Les affaires se suivent et se ressemblent
Du côté des activistes guinéens, ce nouvel enlèvement est vécu avec résignation, comme les précédents cas enregistrés dans le pays.
"On a vu une vidéo qui circule sur les réseaux sociaux où on nous montre clairement des hommes en uniforme qui entrent dans l'école. Finalement, on ne peut pas nous dire que c'est une disparition, déplore Ibrahima Balaya Diallo. Tous les activistes ont une épée de Damoclès au-dessus de leur tête. Personne n'est à l'abri.
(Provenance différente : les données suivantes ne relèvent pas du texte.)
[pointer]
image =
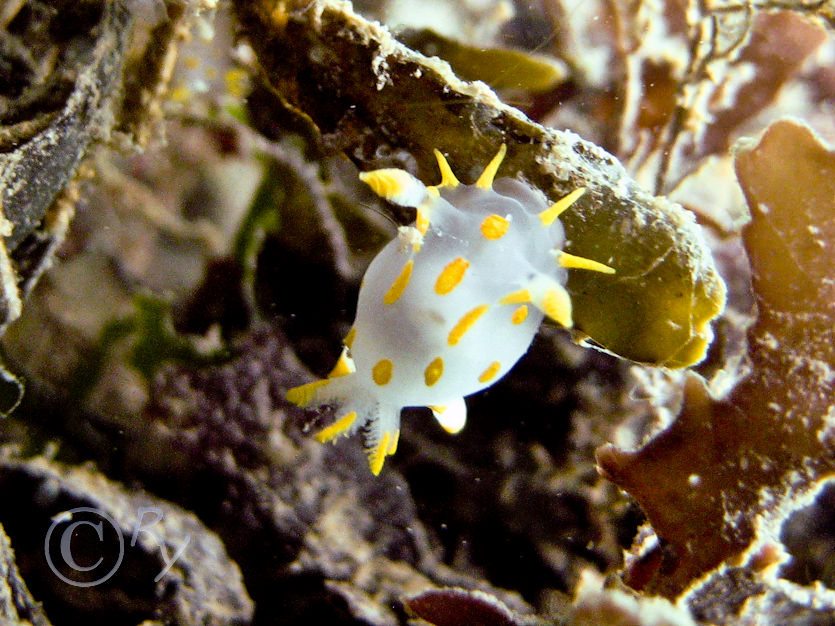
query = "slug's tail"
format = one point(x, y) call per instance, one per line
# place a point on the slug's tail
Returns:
point(355, 411)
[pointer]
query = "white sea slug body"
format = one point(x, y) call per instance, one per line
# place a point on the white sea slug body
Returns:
point(449, 306)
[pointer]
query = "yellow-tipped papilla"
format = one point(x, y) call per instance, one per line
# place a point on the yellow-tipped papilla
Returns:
point(581, 263)
point(559, 207)
point(395, 185)
point(485, 181)
point(448, 179)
Les arrestations peuvent arriver à tout moment".
Bella Bah est célèbre pour ses prises de position audacieuses sur des sujets politiques et sociaux. Son enlèvement relance la question sur les nombreux cas de disparition d'activistes, acteurs politiques et journalistes guinéens, qui s'opposent au pouvoir du président Mamadi Doumbouya et des militaires dans son entourage.
Parmi les plus célèbres disparus, depuis le coup d'Etat militaire de 2021 en Guinée, figurent Oumar Sylla, alias Foniké Mangué, et Mamadou Billo Bah, tous deux cadres du Front national pour la défense de la Constitution, enlevés en juillet 2024, ainsi que le journaliste Habib Marouane Camara, porté disparu depuis le mois de décembre de la même année. On est sans nouvelle d'eux depuis leur disparition.